Change in Constable Bill Could Free Up its Path to Passage
A Senate bill that would give county governments more control over constables could have enough support to become law.
Originally, both chambers pursued constitutional amendments to eliminate the office of constable altogether, spurred by several recent instances of constables abusing their power.
But an agreement not to crowd the fall ballot with constitutional amendments led to the Senate proposal.
House Speaker Pro Tempore Larry Clark says now that the bill’s scope has changed, it has a good chance of making it through the House.
“I think it’ll get a favorable look here because we do have a specific problem here in Jefferson County we need to address,” Clark says.

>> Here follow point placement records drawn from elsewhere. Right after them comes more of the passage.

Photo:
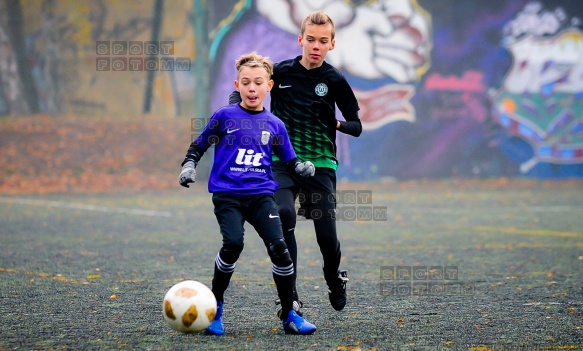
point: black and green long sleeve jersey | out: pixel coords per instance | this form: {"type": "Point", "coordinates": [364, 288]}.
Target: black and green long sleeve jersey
{"type": "Point", "coordinates": [305, 100]}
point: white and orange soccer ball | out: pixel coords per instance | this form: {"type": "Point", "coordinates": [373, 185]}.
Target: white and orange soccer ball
{"type": "Point", "coordinates": [189, 306]}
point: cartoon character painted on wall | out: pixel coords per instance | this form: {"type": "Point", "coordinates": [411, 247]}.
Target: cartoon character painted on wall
{"type": "Point", "coordinates": [541, 98]}
{"type": "Point", "coordinates": [383, 49]}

The new bill would allow local counties to add or restrict the current responsibilities of constables. But they could not eliminate all responsibilities. The hope is some counties will increase the pay and responsibilities of the office to attract high quality candidates. Other counties could choose to strip constables of many of their current responsibilities.
State Representative Joni Jenkins sponsored the House’s constitutional amendment on the issue. She says she hasn’t decided whether to support the Senate’s version.
“I know that many of the groups that are concerned about the issues of constables are favorable to that bill as well as my, as the constitutional amendment to abolish the office too. So there may be more than one way we can address the situation,” she says.
The bill has passed a Senate committee, and a vote by the full Senate is expected soon.